Você está trabalhando como regulador pediátrico durante a noite em um centro regional quando é informado por telefone sobre um paciente que será recebido – Josef, 8 anos –, o qual se encontra no ciclo de intensificação tardia de seu tratamento para Leucemia Linfocítica Aguda (LLA) e apresentando febre de 38,6ºC. A última quimioterapia de Josef foi na semana passada e um leucograma realizado há 2 dias demonstrou 4.0×109 leucócitos/litro com uma contagem absoluta de neutrófilos de 0.9 x109/litro.

Ponto de Partida:

·Febre em um cenário de neutropenia pode ser o único indicio de uma infecção severa e potencialmente fatal.

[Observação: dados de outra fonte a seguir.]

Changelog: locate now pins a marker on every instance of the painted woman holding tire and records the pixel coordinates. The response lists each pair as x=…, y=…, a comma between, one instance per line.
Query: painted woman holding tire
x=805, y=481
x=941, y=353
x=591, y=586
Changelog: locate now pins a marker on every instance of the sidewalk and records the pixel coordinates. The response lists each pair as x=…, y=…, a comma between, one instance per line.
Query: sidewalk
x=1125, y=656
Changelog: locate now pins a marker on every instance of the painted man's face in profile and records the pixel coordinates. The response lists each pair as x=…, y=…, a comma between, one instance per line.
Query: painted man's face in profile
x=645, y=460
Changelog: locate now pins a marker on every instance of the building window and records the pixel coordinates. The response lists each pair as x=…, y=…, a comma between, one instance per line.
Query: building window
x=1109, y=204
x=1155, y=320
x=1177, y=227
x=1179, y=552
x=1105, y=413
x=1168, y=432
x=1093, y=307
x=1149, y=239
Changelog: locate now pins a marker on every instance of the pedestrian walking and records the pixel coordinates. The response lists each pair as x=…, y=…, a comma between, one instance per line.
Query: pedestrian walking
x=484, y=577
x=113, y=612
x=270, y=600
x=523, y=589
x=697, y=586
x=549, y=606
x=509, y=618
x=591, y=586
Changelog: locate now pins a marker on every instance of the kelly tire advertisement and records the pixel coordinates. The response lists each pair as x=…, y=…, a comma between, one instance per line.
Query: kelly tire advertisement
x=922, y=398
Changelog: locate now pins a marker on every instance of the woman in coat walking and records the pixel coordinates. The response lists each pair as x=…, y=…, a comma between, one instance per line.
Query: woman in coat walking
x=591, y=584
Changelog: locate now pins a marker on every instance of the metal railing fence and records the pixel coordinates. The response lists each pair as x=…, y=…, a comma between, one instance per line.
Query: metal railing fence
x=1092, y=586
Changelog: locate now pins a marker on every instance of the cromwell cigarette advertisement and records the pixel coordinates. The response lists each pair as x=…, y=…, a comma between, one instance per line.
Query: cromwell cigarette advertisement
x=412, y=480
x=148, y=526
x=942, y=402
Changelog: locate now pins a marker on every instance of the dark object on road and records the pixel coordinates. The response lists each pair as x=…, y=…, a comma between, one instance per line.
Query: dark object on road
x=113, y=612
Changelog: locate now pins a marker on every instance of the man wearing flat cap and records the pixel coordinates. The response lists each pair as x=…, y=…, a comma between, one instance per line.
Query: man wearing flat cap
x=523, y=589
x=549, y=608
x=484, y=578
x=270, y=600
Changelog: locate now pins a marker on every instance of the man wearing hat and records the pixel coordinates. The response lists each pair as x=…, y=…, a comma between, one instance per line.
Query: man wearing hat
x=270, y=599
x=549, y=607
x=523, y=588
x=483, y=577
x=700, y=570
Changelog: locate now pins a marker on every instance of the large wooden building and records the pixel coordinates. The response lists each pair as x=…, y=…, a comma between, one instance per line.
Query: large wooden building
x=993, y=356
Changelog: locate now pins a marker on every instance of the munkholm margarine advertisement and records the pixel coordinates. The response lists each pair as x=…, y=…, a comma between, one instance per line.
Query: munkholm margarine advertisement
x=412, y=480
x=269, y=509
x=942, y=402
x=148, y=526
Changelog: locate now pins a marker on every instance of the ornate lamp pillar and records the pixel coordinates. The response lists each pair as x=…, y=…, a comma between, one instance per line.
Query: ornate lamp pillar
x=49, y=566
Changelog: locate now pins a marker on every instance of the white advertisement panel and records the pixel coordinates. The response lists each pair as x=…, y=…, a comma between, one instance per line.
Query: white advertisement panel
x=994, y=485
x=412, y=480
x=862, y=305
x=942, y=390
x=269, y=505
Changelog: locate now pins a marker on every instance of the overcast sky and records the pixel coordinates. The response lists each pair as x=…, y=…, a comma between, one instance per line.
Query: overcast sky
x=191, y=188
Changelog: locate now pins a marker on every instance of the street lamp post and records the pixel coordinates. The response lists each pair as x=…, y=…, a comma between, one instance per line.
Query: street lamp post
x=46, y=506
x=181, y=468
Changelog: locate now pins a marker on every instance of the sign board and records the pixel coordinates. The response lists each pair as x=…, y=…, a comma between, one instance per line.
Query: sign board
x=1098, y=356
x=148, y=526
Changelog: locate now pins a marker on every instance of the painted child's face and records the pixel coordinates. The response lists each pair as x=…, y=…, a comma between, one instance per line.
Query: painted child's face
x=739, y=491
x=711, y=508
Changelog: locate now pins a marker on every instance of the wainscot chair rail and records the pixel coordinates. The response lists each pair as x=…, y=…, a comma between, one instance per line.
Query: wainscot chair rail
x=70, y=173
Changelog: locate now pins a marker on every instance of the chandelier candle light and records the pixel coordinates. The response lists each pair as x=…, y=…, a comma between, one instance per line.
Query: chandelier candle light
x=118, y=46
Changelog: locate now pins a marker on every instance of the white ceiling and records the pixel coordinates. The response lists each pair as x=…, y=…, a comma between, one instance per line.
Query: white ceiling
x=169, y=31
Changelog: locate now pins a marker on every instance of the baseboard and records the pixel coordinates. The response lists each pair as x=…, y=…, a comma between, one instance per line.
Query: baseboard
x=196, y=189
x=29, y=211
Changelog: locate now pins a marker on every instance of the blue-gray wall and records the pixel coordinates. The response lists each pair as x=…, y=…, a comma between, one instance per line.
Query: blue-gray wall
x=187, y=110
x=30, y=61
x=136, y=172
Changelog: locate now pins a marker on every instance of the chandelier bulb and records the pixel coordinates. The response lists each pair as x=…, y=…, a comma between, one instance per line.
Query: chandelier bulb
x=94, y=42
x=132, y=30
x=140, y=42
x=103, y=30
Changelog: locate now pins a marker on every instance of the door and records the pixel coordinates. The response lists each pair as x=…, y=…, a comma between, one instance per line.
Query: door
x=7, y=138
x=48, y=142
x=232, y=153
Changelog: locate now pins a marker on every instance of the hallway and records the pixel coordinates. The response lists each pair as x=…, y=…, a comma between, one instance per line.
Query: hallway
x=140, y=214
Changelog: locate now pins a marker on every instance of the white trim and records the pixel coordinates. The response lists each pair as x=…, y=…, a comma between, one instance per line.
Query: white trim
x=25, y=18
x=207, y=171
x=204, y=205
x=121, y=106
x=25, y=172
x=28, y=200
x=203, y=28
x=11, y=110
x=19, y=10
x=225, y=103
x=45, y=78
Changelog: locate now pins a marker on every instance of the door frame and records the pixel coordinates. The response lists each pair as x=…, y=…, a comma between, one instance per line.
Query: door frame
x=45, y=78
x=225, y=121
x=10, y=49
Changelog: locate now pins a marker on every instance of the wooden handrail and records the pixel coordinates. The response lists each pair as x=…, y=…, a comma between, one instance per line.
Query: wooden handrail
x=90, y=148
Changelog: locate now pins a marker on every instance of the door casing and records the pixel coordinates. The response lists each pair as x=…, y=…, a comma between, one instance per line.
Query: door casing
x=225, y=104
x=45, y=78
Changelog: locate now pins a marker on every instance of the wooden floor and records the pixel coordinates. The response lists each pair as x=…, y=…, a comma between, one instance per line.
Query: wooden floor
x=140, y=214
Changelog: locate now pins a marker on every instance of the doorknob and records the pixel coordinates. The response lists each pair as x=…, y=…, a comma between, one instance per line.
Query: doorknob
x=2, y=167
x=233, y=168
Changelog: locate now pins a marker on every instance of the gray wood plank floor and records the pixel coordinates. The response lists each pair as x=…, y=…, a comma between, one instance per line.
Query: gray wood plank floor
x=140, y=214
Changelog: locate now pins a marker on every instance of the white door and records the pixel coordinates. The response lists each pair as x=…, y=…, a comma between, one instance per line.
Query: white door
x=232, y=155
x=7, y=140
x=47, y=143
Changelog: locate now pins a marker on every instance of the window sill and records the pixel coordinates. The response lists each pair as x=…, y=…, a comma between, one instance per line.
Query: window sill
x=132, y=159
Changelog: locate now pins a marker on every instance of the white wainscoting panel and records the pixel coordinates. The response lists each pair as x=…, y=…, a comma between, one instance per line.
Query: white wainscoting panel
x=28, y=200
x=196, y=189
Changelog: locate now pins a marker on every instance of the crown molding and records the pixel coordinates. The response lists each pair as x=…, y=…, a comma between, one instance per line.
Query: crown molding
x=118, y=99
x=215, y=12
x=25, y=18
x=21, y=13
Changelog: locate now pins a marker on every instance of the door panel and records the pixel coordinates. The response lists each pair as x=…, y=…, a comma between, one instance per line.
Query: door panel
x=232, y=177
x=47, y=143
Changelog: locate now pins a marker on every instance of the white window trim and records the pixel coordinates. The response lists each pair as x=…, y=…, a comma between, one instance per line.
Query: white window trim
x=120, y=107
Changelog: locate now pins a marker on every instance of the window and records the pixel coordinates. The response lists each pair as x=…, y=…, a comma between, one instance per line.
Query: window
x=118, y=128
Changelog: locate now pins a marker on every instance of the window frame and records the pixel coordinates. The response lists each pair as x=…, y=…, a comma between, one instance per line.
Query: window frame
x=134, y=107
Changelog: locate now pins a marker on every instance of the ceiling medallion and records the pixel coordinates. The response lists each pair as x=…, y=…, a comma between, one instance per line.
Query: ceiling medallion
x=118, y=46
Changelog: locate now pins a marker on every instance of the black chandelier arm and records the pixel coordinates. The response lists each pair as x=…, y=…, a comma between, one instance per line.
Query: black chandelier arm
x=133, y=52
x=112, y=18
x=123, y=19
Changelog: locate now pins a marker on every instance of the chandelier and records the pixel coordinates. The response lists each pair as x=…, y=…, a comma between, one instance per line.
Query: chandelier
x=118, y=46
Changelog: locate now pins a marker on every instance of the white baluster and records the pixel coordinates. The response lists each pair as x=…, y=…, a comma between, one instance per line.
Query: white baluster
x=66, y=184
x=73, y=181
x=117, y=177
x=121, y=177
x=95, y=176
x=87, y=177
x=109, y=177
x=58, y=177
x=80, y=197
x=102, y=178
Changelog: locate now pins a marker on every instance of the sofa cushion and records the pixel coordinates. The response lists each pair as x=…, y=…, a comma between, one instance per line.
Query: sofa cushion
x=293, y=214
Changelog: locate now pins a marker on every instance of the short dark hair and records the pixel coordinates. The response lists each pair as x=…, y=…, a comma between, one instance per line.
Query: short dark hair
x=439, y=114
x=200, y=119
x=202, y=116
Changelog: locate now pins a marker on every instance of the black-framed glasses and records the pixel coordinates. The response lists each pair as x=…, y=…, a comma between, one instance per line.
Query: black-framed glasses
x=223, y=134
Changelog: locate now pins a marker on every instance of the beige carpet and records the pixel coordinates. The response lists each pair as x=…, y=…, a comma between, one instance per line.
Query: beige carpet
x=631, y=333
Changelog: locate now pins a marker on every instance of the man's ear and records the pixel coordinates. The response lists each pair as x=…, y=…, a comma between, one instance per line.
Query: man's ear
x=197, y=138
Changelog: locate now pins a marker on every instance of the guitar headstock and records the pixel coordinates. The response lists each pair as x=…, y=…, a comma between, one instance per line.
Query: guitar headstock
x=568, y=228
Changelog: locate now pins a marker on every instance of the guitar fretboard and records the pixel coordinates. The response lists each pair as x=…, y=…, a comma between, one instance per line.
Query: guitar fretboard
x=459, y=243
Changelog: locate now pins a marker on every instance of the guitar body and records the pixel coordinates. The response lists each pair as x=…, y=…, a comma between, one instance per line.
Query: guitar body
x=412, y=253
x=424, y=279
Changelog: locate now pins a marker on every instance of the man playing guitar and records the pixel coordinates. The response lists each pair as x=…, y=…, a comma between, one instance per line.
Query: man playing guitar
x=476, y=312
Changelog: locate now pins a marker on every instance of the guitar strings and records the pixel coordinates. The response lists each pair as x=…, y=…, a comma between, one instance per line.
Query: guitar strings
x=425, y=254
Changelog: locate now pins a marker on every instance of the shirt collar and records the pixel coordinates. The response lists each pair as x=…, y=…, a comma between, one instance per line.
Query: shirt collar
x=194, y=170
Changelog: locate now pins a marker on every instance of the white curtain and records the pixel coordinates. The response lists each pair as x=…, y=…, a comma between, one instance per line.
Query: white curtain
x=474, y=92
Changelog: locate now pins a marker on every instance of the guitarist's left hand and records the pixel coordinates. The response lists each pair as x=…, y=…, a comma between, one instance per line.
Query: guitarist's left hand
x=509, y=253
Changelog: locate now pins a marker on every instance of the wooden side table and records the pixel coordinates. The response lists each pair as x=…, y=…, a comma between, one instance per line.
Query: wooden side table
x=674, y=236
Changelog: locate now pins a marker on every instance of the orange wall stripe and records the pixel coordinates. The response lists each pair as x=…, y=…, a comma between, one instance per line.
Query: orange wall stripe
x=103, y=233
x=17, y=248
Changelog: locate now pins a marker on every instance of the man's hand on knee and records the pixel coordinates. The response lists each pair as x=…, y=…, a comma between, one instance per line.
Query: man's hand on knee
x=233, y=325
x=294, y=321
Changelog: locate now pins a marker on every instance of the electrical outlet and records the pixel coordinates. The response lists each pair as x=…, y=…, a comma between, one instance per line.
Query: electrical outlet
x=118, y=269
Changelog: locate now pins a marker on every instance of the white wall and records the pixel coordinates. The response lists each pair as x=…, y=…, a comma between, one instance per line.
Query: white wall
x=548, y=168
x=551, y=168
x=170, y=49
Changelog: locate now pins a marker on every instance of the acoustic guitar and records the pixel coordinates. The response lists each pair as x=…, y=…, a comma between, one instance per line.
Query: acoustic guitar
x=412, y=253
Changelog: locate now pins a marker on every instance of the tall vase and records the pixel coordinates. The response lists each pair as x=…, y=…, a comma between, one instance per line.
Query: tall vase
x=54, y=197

·Neutropenia Febril é uma emergência oncológica.

·Uma história e um exame completo é essencial nos casos de neutropenia febril.

·Encontre e siga o protocolo da sua instituição, bem como discuta com um preceptor precocemente.

·Isole a criança para diminuir o risco de uma infecção adicional.

Por que a febre é perigosa em um paciente oncológico?

Neutropenia febril pode ser a única característica de uma infecção potencialmente fatal, sendo uma das principais causas de morbidade e mortalidade em pacientes oncológicos pediátricos. Um estudo de 2005, realizado com mais de 12.000 crianças demonstrou taxas de mortalidade maiores que 3%. Aproximadamente 1 em 5 crianças apresentará evidências microbiológicas de infecção durante a indução quimioterápica e esse número sobe para aproximadamente 40% nos casos de recidiva da febre após a suspensão da antibioticoterapia.

Você encaminha Josef para a sala de ressuscitação com procedimentos de isolamento (e citotóxico) no local.  Ele se encontra febril (38.6ºC), pouco taquicárdico mas normotenso. Você não identifica nenhum risco imediato de vida após descartar possível quadro de choque, sepse irreversível ou comprometimento respiratório. Você realiza uma história e exame completo em Josef.


Qual o critério para o diagnóstico de neutropenia febril?

  • Febre de qualquer temperatura > 38.5ºC, OU febre de >38,0ºC por uma hora
  • Neutropenia com uma contagem absoluta de neutrófilos <0.5×109/l, OU <1×109/l com indicação de declínio para menos de 0.5×109/l dentro de 48 horas.

Quais são as características especificas da história?

Qual o diagnóstico oncológico da criança e em qual etapa do tratamento ela se encontra? Diferentes agentes quimioterápicos apresentam efeitos mieloablativos relativamente mais fortes, levando a casos de neutropenia de forma mais previsível e fulminante. Como o agente quimioterápico utilizado varia conforme o diagnóstico e o ciclo, é importante esclarecer quais medicações foram aplicadas e o tempo decorrido desde a última quimioterapia.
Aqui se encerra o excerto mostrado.